Dav glanced at the duke. “Without Emma, I make no deal.”
“Aubrey, you've spooked the boy. You need to see his terms.”
At a jumble of steps and raised voices outside the door Aubrey stepped to one side, his pistol still aimed at Dav.
A tall, spare woman, elegantly attired in pewter silk, with gray hair coiled about her head, burst in, and the dogs bounded past her. She called them to heel and turned to Aubrey.
“Aubrey, a weapon? What's the meaning of this? What have you done? There's a wounded man lying in the hall, claiming you're out to kill my grandson.”
“Aunt, calm yourself. We have an intruder.” He tipped his head toward Dav.
She turned and caught sight of Dav and gripped a chair back. Her hand went to her mouth, stifling a cry. Her eyes filled with tears. She dashed them away at once. “Wenlocke, tell Aubrey to put away his pistol. You will not permit Aubrey to shoot our grandson.”
“Aunt, I beg your pardon. This man is not your grandson. He's a base imposter the Jones bastards have been using to trick uncle out of his fortune.”

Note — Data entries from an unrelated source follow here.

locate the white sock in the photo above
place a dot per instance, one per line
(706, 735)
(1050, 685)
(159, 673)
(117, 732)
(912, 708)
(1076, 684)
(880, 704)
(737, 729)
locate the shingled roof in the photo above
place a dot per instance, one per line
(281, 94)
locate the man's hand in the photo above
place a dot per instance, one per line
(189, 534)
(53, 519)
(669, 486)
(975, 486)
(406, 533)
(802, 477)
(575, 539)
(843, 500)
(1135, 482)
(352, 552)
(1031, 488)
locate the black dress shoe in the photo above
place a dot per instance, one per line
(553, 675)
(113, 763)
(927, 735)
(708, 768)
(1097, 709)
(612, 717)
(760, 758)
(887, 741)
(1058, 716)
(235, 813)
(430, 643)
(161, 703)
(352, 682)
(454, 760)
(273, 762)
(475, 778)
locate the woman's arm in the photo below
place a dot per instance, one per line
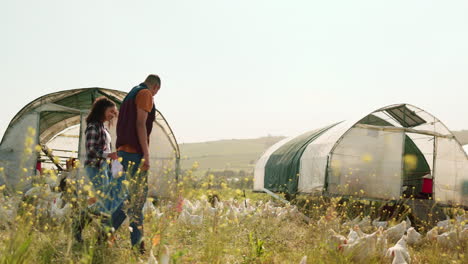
(93, 148)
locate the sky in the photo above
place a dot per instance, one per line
(242, 68)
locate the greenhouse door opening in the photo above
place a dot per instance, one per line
(62, 149)
(418, 160)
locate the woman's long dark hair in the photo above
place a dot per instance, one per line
(98, 109)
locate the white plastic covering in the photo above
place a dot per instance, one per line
(12, 152)
(451, 171)
(367, 163)
(368, 160)
(164, 151)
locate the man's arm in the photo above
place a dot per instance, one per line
(142, 115)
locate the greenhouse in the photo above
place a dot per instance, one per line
(394, 151)
(56, 124)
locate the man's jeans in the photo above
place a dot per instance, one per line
(137, 184)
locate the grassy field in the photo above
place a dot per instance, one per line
(192, 227)
(234, 154)
(208, 220)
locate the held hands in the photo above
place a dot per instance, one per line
(145, 163)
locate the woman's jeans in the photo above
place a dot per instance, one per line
(137, 185)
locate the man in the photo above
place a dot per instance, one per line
(136, 117)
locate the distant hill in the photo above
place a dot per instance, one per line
(462, 136)
(239, 154)
(233, 154)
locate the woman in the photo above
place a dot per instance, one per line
(98, 143)
(98, 152)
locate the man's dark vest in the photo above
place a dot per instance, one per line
(126, 124)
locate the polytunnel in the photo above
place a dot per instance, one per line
(395, 150)
(56, 122)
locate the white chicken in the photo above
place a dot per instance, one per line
(165, 256)
(394, 233)
(58, 210)
(353, 236)
(432, 234)
(362, 248)
(445, 226)
(378, 223)
(448, 239)
(303, 260)
(336, 239)
(399, 252)
(414, 237)
(152, 259)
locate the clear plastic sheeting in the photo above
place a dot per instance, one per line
(368, 163)
(451, 172)
(259, 174)
(52, 114)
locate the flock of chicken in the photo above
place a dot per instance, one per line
(390, 242)
(447, 234)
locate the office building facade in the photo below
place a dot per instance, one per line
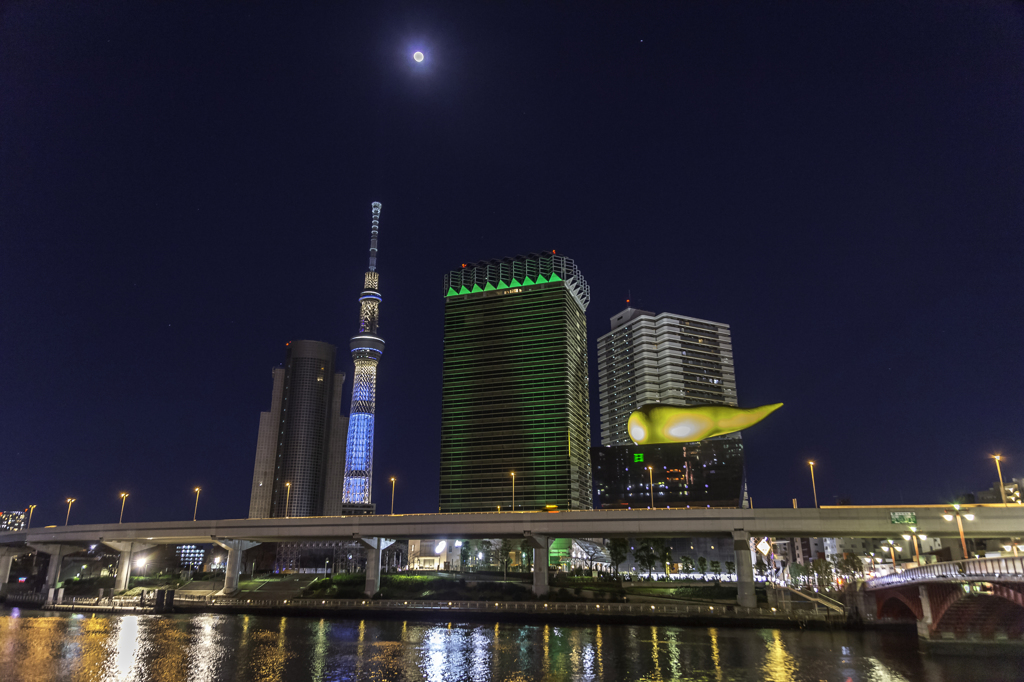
(708, 473)
(515, 396)
(665, 357)
(672, 359)
(300, 457)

The duchess shook her head and appealed to the duke. “Look at his hands. Look at the shape of his head. He
is
Granville's son, our boy's son.”
“I see nothing.”
“Stubborn, pig-headed old man. See nothing then, but I know him. I know Granville's heir when I see him.” She addressed Dav, her voice strong. “My dear, dear boy, why have you come here among your enemies?”
“For Emma, Your Grace.”
“Emma Portland? My Emma?”
“Your—?
“My dear friend's granddaughter. How do you know her?”
“The old man can explain. I believe he has a pardon Emma needs.”
The duchess glanced at the duke and back at Dav. She shook her head. “Emma's not here. Aubrey took her away over a fortnight ago.”
“We did you a favor, Aunt. We couldn't have the Duchess of Wenlocke harboring a murderess, could we?”